Mario Alberto Chávez Cárdenas

Blog personal de fotografía y desarrollo de software

desarrollo

Chroma Vector Database Ruby client

Chroma Vector Database Ruby client.

Today I’m releasing a gem called chroma-db which is a Ruby client for Chroma Vector Database.

Chroma defines itself as “the AI-native open-source embedding database”. The interest in Vector Databases increased with the popularity of LLMs, these types of databases became the context memory for them.

My desire to start playing around with LLMs, especially the ones that you can run on your own, let me to the place to start writing tools for the Ruby language.

The server

To install Chroma locally, it requires a Python environment. There are many ways to install Python on your system. Choose the one that works better for you.

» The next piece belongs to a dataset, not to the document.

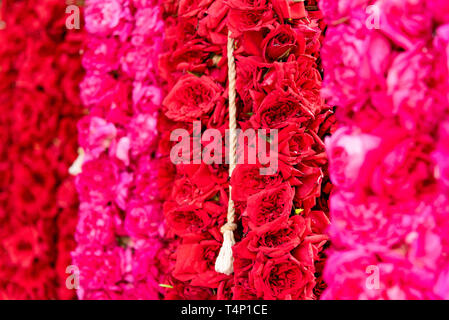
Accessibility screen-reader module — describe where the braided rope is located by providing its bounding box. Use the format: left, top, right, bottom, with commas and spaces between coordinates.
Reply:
215, 31, 237, 275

Here I’ll use miniconda installed via HomeBrew on macOS.

$ brew install miniconda
$ conda activate chroma

Once the environment is ready, in my case, instead of installing Chroma via pip command I choose to clone the repo with a specific tag.

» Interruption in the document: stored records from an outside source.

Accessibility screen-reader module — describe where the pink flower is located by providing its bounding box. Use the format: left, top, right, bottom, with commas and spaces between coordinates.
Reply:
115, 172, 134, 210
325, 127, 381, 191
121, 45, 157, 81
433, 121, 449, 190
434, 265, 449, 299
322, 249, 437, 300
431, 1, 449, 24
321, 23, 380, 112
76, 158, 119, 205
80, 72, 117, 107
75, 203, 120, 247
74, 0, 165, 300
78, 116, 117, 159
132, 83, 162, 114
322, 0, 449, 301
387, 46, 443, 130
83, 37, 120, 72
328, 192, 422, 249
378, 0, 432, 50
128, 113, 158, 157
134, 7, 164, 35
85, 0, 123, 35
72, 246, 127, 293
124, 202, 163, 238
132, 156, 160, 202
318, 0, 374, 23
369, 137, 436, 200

$ git clone --depth 1 --branch 0.3.22  [email protected]:chroma-core/chroma.git

To start the server, go to Chroma cloned directory and use docker to create the image and start the service with Docker Compose.

$ docker-compose up -d --build

This command starts the server at http://localhost:8000 but also starts the Clickhouse which is used by Chroma to persists embeddings, metadata, and documents.

The client

With the server up and running, the next step is to install the client, and then you are ready.

To install the client, just run

$ gem install chroma-db

Or add it to your Gemfile with

$ bundle add chroma-db

Here is an example of a few operations with Chroma.

require "logger"

# Requiere Chroma Ruby client.
require "chroma-db"

# Configure Chroma's host. Here you can specify your own host.
Chroma.connect_host = "http://localhost:8000"
Chroma.logger = Logger.new($stdout)
Chroma.log_level = Chroma::LEVEL_ERROR

# Check current Chrome server version
version = Chroma::Resources::Database.version
puts version

# Create a new collection
collection = Chroma::Resources::Collection.create(collection_name, {lang: "ruby", gem: "chroma-db"})

# Add embeddings
embeddings = [
  Chroma::Resources::Embedding.new(id: "1", embedding: [1.3, 2.6, 3.1], metadata: {client: "chroma-rb"}, document: "ruby"),
  Chroma::Resources::Embedding.new(id: "2", embedding: [3.7, 2.8, 0.9], metadata: {client: "chroma-rb"}, document: "rails")
]
collection.add(embeddings)

Jupyter notebook

To explore a more complete example, chroma-db repository includes Jupyter notebook. To use the notebook, install the following Python dependencies and install the IRuby kernel.

Jupyter notebook
$ pip install jupyterlab notebook ipywidgets
$ gem install iruby
$ iruby register --force
Jupyter notebook

Final

The work of LLMs is very popular now days, tooling in the Python and JavaScript world is moving very fast. Ruby has always been excluded from ML or NLP technology.

There is an opportunity for Ruby tools in the “chain” areas to connect and integrate services around the LLMs. If you feel the same, please contribute to improving this client and to create other tools that we can use in our Ruby world.